The Secret of Monkey Island
Por Daniel Muñoz.
Si a los gamberros de Ron Gilbert y Tim Schaffer les llegan a decir que un juego hecho a partir de una atracción de piratas de Disney World (la favorita de Gilbert y a partir de la que también, década y pico más tarde, Gore Verbinski, Johnny Depp y Orlando Bloom harían una trilogía cinematográfica multimillonaria en taquilla) iba a ser su obra maestra, la que iba a consagrarles y por la que se les recordaría forever and ever, se habrían partido la caja durante unos cuantos días como mínimo.
Pero así fue, para bien y para mal -porque, a opinión de crítica y público, nunca hayan conseguido superarla, quiero decir-. Aunque Schaffer se quedó muy, muy cerca con Grim Fandango (otra obra de arte, tremendamente incomprendida y vilipendiada). Lo cierto es que la gente siempre recordará a estos dos entrañables chalados por ser los creadores del aspirante a pirata Guybrush Threepwood, capaz de aguantar diez minutos bajo el agua sin respirar -en el transcurso del juego es posible comprobarlo-. Y todo su demencial ecosistema: desde la gobernadora de Mêlée Island, Elaine Marley, su amor platónico y una mujer de armas tomar (literalmente), hasta el pirata fantasma LeChuck, su archienemigo y rival en conquistar el amor de la gobernadora Marley (aunque utilizando métodos de pirata fantasma malvado como el secuestro, por ejemplo). Y pasando por toda una galería de caracteres indescriptibles, a saber: piratas de baja moral, caniches asesinos, vendedores de barcos de segunda mano, maestros de la espada que luchan con insultos -cortesía de Orson Scott Card-, caníbales vegetarianos, náufragos que están muy contentos de que no les encuentre nadie, damas del Vudú y así un interminable etcétera, que junto con la multitud de localizaciones y el magnífico desarrollo de la trama, componen una pieza de artesanía pura y dura que perdura en nuestros corazones, en nuestra memoria y también en los múltiples sistemas para los que se ha ido reeditando a lo largo de los años.

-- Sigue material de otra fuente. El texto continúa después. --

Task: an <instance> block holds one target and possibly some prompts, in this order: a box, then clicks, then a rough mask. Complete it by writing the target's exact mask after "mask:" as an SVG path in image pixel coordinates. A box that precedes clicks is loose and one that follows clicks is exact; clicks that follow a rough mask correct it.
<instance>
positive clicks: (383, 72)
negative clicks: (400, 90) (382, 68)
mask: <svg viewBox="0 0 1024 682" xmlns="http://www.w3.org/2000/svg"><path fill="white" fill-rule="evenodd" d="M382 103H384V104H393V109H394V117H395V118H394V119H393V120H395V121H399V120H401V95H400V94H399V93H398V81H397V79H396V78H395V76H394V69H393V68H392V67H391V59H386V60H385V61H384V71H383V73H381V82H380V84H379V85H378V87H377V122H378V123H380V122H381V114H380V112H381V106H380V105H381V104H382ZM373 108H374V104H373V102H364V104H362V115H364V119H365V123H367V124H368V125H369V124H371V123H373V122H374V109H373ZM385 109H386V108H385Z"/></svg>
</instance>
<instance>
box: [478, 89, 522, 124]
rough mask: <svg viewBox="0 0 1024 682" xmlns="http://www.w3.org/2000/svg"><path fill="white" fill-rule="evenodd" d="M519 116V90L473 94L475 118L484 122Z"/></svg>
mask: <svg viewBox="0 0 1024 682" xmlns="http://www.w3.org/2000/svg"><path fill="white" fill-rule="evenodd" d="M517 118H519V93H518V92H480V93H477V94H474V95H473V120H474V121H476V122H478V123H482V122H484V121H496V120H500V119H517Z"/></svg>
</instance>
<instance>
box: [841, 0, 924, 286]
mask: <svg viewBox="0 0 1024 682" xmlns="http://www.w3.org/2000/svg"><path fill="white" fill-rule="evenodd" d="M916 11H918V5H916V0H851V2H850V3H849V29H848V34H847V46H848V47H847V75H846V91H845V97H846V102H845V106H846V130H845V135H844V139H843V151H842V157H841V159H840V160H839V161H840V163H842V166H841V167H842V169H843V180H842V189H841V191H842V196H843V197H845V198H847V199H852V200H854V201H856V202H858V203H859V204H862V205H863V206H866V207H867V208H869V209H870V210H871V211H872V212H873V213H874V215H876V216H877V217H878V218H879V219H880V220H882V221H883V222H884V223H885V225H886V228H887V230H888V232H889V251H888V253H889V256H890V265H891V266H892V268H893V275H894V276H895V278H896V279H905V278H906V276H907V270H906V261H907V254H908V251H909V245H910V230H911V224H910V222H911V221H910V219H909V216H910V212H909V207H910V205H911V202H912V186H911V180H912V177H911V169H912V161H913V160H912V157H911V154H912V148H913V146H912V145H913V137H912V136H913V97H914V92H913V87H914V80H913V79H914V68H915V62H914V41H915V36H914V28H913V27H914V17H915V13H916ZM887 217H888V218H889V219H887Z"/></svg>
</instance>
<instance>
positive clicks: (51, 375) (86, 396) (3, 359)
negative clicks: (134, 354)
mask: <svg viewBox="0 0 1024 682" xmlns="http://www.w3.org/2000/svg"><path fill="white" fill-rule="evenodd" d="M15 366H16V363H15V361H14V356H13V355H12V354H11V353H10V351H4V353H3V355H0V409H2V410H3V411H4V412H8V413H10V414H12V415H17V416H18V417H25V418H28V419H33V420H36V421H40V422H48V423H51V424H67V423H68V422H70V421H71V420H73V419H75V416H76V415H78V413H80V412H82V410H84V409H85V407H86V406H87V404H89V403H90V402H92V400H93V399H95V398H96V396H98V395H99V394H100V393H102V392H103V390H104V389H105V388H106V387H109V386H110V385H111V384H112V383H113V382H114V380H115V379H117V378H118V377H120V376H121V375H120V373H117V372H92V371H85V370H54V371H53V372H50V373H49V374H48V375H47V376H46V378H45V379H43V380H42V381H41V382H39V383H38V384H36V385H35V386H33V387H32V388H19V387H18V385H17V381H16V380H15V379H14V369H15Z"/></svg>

La guinda del pastel la ponen la genial música compuesta por Michael Land -en las versiones originales, solamente disponible para Amiga y Atari ST– y un arte gráfico totalmente alucinante para la época -sólo disponible para la máquina de Commodore al momento de su salida-. Con este as en la manga, Lucasfilm Games -posteriormente renombrada como LucasArts– se aupó al trono de reina de las aventuras gráficas, a pesar de haber sido la última en llegar, desbancando a su rival por aquel entonces, Sierra Software, creador de clásicos inmortales como Larry Laffer, Laura Bow, o las sagas King’s Quest y Space Quest.
En resumen, un juego absolutamente imprescindible en el bagaje de experiencias lúdicas de todo jugón que realmente se precie de serlo.